A TIME OF CELEBRATION IS AT HAND! Yes, a time of celebration is at hand – a new year begins today! “But”, I hear you say, “hang on a sec! It isn’t January 1st, it’s November 30!” Ah, true it is, but just the same, a new year begins today! The Church’s new year, that is. Today it’s the first Sunday in Advent, and the season of Advent begins the Church year. The traditional liturgical colour for Advent (like that of Lent) is … Purple. Advent (like Lent) traditionally being a season of reflection, repentance (and sorrow), but also of preparation, waiting, anticipation and longing.

Yes, Advent is the season when we reflect upon our readiness (or lack of it!) to welcome Jesus; when we, as Christian people, prepare, wait for, anticipate and long for his coming – which we celebrate each year at Christmas. Our Gospel verses today, this first Sunday of Advent, aid us in our weeks of reflection and preparation, waiting and preparation prior to Christmas, as we strive for personal spiritual renewal (as we prepare to be ready to welcome Jesus into our lives afresh) on that ‘Joyful Morning’.
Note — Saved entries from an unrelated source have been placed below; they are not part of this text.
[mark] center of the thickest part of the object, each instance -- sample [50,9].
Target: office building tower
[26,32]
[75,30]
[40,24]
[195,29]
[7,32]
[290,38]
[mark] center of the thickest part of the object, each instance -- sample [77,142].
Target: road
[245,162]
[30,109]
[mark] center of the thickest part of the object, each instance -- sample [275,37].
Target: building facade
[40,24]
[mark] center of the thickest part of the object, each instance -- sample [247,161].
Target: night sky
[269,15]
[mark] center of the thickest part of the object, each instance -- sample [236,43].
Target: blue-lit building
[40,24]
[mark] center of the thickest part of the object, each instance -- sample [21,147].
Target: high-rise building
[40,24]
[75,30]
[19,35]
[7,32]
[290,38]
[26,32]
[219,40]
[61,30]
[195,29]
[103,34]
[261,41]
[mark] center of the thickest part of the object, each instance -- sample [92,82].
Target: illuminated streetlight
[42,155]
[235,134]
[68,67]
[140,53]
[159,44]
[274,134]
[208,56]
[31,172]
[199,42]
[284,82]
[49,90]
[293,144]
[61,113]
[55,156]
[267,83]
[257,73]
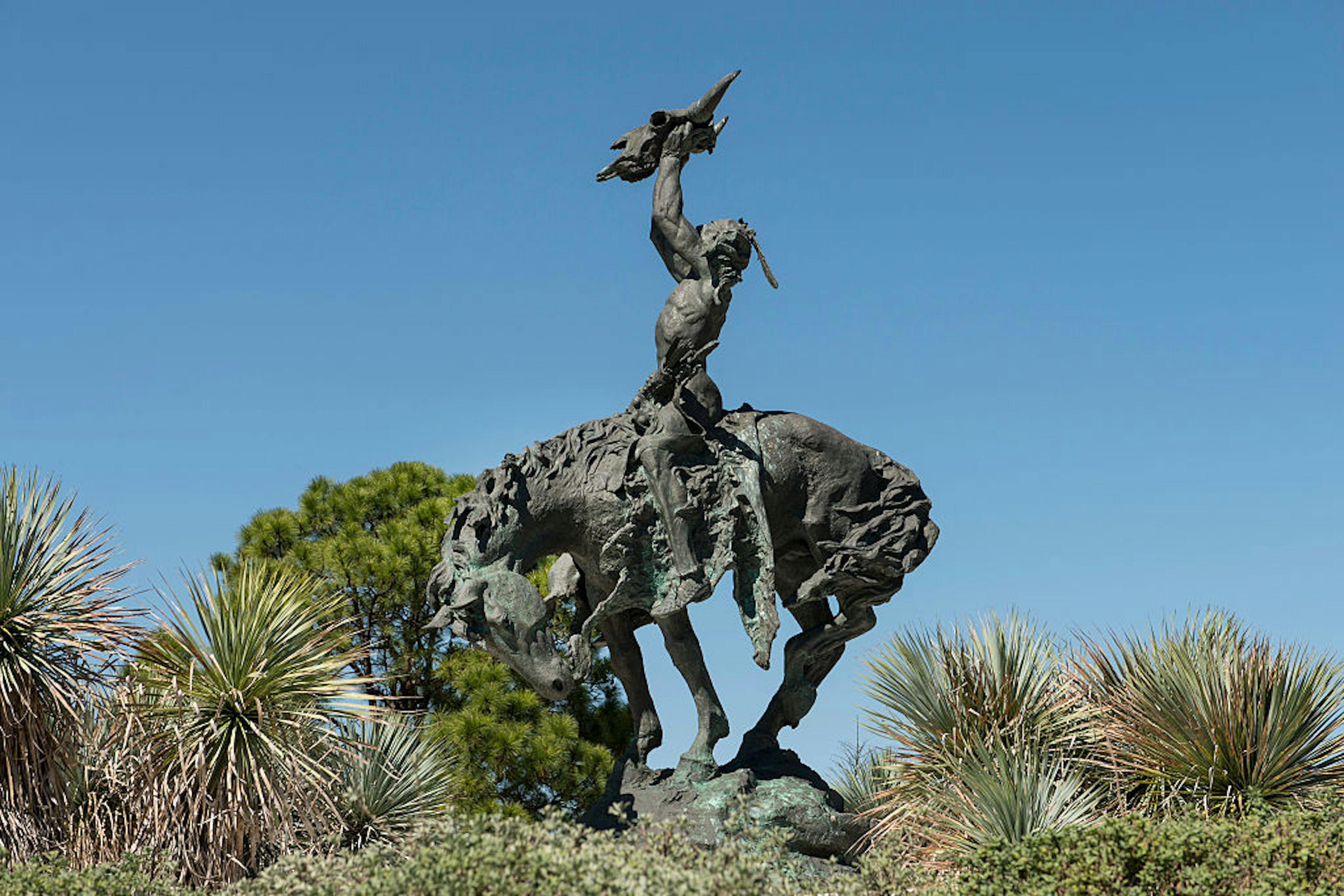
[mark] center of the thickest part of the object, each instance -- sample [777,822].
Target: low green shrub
[50,875]
[1295,852]
[509,856]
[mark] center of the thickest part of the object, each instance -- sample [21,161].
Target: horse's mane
[579,453]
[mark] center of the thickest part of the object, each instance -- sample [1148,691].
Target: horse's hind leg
[685,648]
[628,665]
[808,657]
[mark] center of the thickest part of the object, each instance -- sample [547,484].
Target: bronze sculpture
[651,507]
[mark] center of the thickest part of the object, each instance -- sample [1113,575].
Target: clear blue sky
[1077,265]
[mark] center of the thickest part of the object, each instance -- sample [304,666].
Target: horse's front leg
[685,648]
[628,665]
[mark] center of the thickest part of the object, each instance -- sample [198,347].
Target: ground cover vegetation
[238,746]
Indeed, Jesus prefaces his parable with a statement of the reality of what it means to harbour the deepest longing and anticipation common to every Christian’s heart, waiting for his coming. Yet, he knows of the impatience of the human spirit, how easily we give up, when we’re waiting – and waiting – and waiting … and nothing seems to happen. Jesus says, “Take heed, watch, for you do not know when the time will come.” He tells us to be watchful, he tells us to wait, he tells us to be hopeful, he tells us to anticipate his return. Then he begins his story.

It’s a short story, which he begins with a familiar three words – “It is like”. When Jesus uses an introduction like this, we know that he is about to invite those that hear his words to make a parallel between the all-too familiar everyday life, and the deep mysteries (yet realities) of faith. The familiar, everyday life-situation is that a man leaves his house to go on a journey. He’s evidently rather a wealthy man since he has a number of servants. Before his departure he instructs each of them in their duties – some to make sure the house is kept neat and tidy and in good repair. And he instructs the doorkeeper to keep watch so that the door may be opened for him, the master of the house, on his return home.
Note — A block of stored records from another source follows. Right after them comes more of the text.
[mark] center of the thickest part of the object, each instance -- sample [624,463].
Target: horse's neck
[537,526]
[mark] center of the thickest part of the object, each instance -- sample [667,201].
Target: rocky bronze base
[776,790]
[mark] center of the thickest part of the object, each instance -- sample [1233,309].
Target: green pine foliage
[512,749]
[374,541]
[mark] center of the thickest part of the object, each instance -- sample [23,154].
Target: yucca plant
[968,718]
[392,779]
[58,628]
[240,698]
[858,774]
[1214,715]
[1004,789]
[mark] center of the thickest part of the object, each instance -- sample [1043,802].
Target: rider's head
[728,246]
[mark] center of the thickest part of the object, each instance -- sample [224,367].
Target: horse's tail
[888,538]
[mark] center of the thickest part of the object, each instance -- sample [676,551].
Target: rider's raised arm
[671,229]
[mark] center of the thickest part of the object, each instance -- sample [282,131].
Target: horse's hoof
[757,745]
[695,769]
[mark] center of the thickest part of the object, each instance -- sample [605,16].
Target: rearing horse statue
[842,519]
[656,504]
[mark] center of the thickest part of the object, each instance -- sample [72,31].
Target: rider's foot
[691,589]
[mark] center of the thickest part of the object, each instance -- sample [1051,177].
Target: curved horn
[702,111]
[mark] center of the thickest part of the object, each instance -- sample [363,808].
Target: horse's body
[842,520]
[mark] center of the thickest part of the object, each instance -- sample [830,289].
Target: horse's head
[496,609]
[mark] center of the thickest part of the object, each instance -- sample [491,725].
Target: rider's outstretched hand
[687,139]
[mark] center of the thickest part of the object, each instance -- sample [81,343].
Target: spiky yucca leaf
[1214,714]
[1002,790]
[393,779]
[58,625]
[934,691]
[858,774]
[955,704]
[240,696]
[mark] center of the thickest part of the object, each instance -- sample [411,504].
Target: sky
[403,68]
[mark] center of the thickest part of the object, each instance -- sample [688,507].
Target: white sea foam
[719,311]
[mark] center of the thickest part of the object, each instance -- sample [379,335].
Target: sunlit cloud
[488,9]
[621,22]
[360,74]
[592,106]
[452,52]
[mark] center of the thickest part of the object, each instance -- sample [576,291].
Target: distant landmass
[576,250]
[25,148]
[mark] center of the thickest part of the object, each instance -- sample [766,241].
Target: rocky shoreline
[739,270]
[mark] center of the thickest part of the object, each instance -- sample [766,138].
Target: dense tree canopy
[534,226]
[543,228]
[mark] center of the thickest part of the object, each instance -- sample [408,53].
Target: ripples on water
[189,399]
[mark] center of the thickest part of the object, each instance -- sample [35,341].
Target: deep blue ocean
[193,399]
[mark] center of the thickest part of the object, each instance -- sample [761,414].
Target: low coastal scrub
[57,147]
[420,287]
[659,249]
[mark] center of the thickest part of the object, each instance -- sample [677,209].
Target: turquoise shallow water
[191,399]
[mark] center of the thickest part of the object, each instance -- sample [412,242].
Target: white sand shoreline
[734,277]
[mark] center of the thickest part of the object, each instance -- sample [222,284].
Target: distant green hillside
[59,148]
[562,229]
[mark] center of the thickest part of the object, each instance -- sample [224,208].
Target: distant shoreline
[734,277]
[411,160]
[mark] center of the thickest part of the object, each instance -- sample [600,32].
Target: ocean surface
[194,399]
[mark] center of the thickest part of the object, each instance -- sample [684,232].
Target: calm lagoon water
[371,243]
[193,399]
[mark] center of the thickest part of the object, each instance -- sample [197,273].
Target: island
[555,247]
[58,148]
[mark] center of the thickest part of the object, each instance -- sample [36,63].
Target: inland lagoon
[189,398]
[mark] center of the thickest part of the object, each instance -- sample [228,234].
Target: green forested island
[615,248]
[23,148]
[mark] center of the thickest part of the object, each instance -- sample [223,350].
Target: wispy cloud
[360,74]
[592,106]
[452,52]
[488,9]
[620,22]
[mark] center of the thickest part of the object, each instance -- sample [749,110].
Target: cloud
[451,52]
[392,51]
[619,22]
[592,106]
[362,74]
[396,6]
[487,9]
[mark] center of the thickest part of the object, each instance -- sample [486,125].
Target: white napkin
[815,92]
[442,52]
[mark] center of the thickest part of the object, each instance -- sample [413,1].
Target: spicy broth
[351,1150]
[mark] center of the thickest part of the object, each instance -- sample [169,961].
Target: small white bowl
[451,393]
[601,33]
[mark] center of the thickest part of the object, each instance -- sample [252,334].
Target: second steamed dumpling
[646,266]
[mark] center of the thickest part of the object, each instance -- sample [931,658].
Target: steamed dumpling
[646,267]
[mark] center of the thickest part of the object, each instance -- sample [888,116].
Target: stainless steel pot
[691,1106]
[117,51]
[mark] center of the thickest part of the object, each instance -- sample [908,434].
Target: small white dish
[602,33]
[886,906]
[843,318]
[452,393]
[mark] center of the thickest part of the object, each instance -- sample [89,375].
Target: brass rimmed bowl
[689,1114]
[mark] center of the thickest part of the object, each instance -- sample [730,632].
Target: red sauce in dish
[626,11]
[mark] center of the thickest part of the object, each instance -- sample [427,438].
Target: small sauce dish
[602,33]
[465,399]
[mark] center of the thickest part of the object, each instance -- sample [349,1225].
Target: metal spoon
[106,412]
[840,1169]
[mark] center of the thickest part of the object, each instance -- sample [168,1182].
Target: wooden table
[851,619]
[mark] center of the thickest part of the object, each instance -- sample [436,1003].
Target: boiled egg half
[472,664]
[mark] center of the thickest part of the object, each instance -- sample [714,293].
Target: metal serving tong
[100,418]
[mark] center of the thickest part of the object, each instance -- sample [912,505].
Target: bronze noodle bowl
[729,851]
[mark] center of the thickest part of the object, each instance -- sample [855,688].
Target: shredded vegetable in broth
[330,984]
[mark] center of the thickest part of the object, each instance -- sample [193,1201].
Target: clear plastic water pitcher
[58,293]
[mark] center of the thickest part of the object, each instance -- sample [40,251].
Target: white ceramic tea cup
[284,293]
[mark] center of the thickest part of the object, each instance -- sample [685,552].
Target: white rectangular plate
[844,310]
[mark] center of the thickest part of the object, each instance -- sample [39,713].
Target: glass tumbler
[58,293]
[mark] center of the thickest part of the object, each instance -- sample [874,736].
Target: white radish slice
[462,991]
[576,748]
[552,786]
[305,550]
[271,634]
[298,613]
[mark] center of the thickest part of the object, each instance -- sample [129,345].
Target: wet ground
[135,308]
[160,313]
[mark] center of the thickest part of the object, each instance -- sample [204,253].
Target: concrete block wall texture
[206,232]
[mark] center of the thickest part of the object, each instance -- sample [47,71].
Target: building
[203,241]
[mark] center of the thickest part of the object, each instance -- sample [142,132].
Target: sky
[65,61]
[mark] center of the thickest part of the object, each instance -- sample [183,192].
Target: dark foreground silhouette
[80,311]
The servants are to be vigilant in their duties. Even though they don’t know when the master will return (perhaps the master doesn’t either? Matt 24:36) there’s no slacking allowed! No sense in which the servants can say, ‘The master surely won’t be home today, so let’s just have fun, be lazy: no matter about the dusting, the cleaning, the disposal of the household garbage. No reason to keep watch, no reason to be ready to welcome the master home today. We’ll begin our preparations again, our watching, tomorrow!’ But tomorrow never comes, does it! And so the house gets more and more cluttered and dusty, the door’s hinges become rusty and difficult to open. The servants become lazy; sharp-sightedness becomes impaired through lack of practice.